Not far from the fray, Ken Sanders has been watching the cranes construct 10-, 20-, and 30-story buildings. The owner of Ken Sanders Rare Books says that a corporate investor plans to tear down the building that’s been home to his bookstore for 20 years and will replace it with another high-rise, leaving him with no place to go. “We’re next,” he told Fox 13 News this summer.

And the urban infill won’t do much for sprawl unless the rest of the county and neighboring counties rethink their approach to growth. Says Gillem: “You can build 22 downtown buildings, but if they continue to build 400 acres of sprawl on the edge, all the benefits of infill will be obliterated.”

Here’s what’s coming to downtown Salt Lake City:

The Astra Tower: This 448-foot skyscraper at the northwest corner of 200 South and State Street in Salt Lake City would feature 380 luxury apartments and an open-air rooftop terrace.

The Liberty Sky Apartment Tower: The 24-story apartment building will include 272 units with a rooftop swimming pool, hot tub, fitness center, BBQ stations, viewing decks, entertainment room, and gaming studio.

The Brinshore Development: At 225 South State, two glass and metal towers, one reaching 12 stories and the other eight stories, should bring much-needed affordable and workforce housing to the area.

The Hyatt Regency convention center hotel: This 25-story on South West Temple will include 700 guest rooms and should be complete in 2022.

The Sundial Tower: The 23-story building on Main Street and 500 South and will offer the most expensive office space in the city.

370 S. West Temple: This $210 million apartment high-rise will include a restaurant and a hotel—with a pool, rooftop terrace, sky lounge, and remote work facilities.

The West Quarter: This is a massive project that will push the heights of the city’s skyline.
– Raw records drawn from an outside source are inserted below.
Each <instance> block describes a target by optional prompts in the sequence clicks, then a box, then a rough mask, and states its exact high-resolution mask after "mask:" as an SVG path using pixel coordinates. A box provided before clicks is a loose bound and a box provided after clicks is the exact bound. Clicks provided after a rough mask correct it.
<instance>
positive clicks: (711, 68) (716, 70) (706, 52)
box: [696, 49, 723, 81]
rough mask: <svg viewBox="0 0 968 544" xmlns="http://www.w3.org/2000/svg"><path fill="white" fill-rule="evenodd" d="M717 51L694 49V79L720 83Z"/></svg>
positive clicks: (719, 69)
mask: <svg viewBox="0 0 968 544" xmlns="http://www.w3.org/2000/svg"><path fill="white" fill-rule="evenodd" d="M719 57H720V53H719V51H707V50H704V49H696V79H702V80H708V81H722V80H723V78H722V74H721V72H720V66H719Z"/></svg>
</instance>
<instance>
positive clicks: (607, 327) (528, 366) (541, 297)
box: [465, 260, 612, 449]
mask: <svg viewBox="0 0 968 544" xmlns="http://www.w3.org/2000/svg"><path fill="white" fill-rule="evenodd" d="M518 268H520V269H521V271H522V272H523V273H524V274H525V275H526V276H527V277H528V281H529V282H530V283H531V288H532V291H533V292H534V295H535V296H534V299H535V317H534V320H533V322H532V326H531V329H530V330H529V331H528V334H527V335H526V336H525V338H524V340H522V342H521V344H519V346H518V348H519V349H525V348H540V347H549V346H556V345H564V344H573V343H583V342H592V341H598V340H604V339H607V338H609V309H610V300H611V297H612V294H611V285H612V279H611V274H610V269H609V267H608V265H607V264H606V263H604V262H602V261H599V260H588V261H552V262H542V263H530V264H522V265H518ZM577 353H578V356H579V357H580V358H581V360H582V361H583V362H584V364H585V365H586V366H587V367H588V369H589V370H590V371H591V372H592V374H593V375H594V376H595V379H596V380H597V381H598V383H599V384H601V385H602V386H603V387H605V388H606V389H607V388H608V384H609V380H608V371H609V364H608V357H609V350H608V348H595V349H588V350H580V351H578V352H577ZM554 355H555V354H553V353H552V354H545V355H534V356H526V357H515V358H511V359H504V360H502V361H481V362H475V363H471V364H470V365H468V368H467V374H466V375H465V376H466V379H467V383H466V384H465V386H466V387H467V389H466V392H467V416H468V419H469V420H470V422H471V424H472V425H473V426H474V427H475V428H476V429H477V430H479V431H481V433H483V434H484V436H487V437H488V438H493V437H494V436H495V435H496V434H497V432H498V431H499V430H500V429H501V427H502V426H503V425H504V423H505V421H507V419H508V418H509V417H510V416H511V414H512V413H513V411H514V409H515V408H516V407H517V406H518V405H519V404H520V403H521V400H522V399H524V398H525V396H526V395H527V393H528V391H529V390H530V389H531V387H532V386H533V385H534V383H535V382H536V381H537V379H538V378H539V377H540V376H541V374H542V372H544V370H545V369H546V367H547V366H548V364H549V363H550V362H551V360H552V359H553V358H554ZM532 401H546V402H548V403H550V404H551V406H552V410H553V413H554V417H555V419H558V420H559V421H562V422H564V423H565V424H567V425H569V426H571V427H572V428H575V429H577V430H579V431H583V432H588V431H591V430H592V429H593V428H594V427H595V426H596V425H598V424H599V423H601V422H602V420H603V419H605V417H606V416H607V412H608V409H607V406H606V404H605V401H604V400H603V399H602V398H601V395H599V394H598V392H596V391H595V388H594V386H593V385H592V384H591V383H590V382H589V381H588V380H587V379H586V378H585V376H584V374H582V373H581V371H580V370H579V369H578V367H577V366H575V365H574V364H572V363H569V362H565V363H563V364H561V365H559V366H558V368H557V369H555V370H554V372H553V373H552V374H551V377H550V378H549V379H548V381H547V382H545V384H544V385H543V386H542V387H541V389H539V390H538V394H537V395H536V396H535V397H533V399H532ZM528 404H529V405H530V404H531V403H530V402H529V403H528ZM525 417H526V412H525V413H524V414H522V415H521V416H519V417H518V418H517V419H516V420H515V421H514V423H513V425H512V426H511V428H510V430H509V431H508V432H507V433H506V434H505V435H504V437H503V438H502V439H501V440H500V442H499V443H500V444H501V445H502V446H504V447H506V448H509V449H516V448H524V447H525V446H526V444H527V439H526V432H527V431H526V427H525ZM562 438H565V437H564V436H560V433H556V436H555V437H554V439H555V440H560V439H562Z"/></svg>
The first phase includes an 11-story tower with luxury apartments and ground-level retail space. A second, 11-story building called the Grid Hotel will be complete next summer. The developer, the Ritchie Group, has also proposed future plans for 650 more apartments, two hotels, an office tower, retail shops, tree-lined streets, and a 1200-space underground parking.

The Paperbox Lofts: The seven-story building will include the first standalone mechanical car lift system in Utah, as well as 184 live-work residential units, a wellness center, and a pocket park.

150 Main Street Apartments: The 31-story skyscraper was the center of controversy this summer, when protesters staged sit-ins to fight plans to tear down the old Utah Theater to make room for the tower with 400 apartments, 8,400 square feet of retail space, and a pocket park and walkway connected to Regent Street.